The government will implement the General Data Protection Regulation (GDPR) through the Data Protection Bill, which was announced in the Queen’s Speech on Wednesday 21 June 2017.
The GDPR, which been designed to protect EU citizens from privacy and data breaches, will include mandatory breach notifications delivered in a 72-hour period where a breach is likely to result in a risk for the rights and freedoms of individuals. Subjects will also be able to discover whether personal data concerning them is being processed, where it is being processed, and for what purpose.
The GDPR will give individuals more control over their own data, enabling subjects to receive personal data concerning them, and to transmit it to the data controller of their choice. Subjects can additionally remove their consent to have their personal data erased, or circulation or processing of their data stopped.
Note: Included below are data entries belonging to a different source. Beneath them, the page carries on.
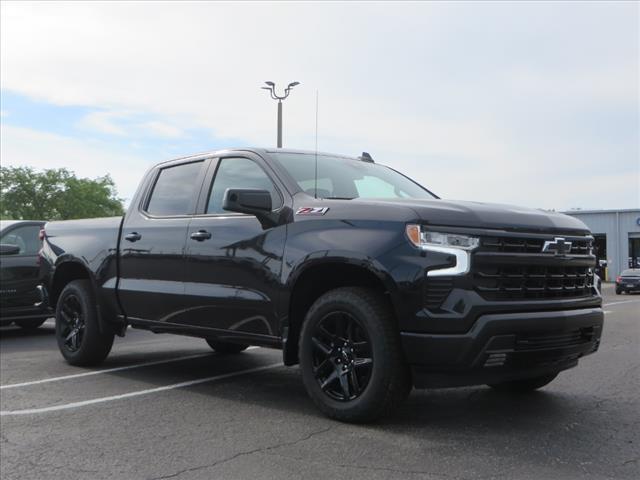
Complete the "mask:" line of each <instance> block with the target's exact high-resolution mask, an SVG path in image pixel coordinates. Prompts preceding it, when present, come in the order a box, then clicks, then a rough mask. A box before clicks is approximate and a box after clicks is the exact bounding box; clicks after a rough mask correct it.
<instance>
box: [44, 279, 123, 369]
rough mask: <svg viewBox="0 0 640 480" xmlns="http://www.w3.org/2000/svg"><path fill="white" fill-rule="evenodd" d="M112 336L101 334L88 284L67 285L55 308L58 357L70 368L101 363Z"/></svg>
mask: <svg viewBox="0 0 640 480" xmlns="http://www.w3.org/2000/svg"><path fill="white" fill-rule="evenodd" d="M113 337H114V334H113V332H102V331H101V329H100V324H99V322H98V309H97V302H96V300H95V295H94V294H93V289H92V288H91V284H90V283H89V281H88V280H74V281H73V282H70V283H69V284H67V286H66V287H64V289H63V290H62V293H61V294H60V297H59V298H58V304H57V306H56V339H57V341H58V348H59V349H60V353H62V356H63V357H64V358H65V360H67V362H68V363H70V364H71V365H78V366H89V365H97V364H99V363H101V362H102V361H103V360H104V359H105V358H107V355H109V352H110V351H111V347H112V345H113Z"/></svg>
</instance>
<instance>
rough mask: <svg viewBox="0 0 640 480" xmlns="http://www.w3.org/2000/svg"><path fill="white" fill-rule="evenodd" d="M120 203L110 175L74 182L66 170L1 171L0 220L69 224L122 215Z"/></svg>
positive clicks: (21, 170) (0, 182)
mask: <svg viewBox="0 0 640 480" xmlns="http://www.w3.org/2000/svg"><path fill="white" fill-rule="evenodd" d="M123 212H124V209H123V207H122V200H121V199H120V198H118V197H117V193H116V189H115V184H114V183H113V180H112V179H111V177H110V176H109V175H106V176H104V177H98V178H96V179H93V180H92V179H89V178H77V177H76V176H75V174H74V173H73V172H70V171H69V170H67V169H65V168H58V169H49V170H44V171H42V172H38V171H35V170H34V169H33V168H30V167H6V168H5V167H0V218H2V219H12V220H23V219H25V220H26V219H34V220H68V219H73V218H94V217H111V216H118V215H122V214H123Z"/></svg>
Organisations that do not comply with GDPR legislation, effective from 25 May 2018, can be fined up to 4% of their annual global turnover or €20 million, whichever is the greater amount.
The legislation will apply to organisations located within the EU, as well as organisations based outside of the EU if they offer goods or services to, or monitor the behaviour of, EU data subjects. The GDPR will be applicable for all organisations processing and holding the personal data of subjects who live in the EU, regardless of where the organisation is located.
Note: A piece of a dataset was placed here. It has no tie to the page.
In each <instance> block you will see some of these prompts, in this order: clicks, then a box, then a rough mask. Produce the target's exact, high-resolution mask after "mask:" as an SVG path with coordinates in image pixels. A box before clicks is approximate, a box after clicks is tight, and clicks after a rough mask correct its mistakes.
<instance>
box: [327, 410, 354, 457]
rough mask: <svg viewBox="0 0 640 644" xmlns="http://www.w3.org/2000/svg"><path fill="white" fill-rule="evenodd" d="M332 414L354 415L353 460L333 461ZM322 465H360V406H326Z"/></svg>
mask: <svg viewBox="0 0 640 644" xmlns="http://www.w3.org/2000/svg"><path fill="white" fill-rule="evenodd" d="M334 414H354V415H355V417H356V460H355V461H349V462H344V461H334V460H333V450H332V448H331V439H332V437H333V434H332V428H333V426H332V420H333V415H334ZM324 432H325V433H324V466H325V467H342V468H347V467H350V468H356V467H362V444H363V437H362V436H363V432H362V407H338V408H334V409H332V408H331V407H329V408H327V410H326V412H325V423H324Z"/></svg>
The Data Protection Bill will legislate to accommodate the GDPR. Ongoing Brexit negotiations and the UK’s decision to leave the European Union (EU) are not expected to affect the commencement of the regulation in 2018.
The Data Protection Bill aims to ensure that the UK is compliant with its obligations while it remains a member of the EU. After leaving the EU, the Bill will help the UK to maintain its ability to share data with other EU member states, as well as internationally.
The Bill will also work to establish a new data protection regime for non-law enforcement data, replacing the existing Data Protection Act 1998. This is designed to empower individuals to have more control over their personal data and ensure that the data protection framework is suitable for today’s digital age. The Bill also aims to modernise the data processing regimes used by law enforcement agencies, and update the powers and sanctions available to the Information Commissioner.
Helen Baker, partner at Sackers, said: “With the Queen’s Speech last week, we now know that there will be a UK Bill that will become a UK Act. [Pension] schemes, and everybody else that needs to comply, do still need to be looking at GDPR. GDPR is going to be with us in May next year. It will apply automatically and will carry on applying while we’re in the EU, and although we don’t know lots about what’s going to be in the UK Act, it sounds as though it’s going to have a lot of the features of the GDPR.
“As we come out of the EU and we have the Great Repeal Bill, effectively the Act is going to plug in behind [that] because regardless of whether we are in the EU or not, data protection legislation is due an update, not least because of how technology has moved on since 1998. Plus, we are going to need to have a framework that is fit for purpose for doing business in the EU. I think it’s part of an evolution rather than necessarily a big game changer.
“We don’t really have the information to know [whether the Bill will have a bearing on pensions and benefits] for certain one way or another. I think the expectation is GDPR will [have an impact] and it’s a big enough overhaul of the whole data protection regime that schemes are going to need to do things and take action. If the new UK Bill mirrors it substantially, then it’s all going to feed through.”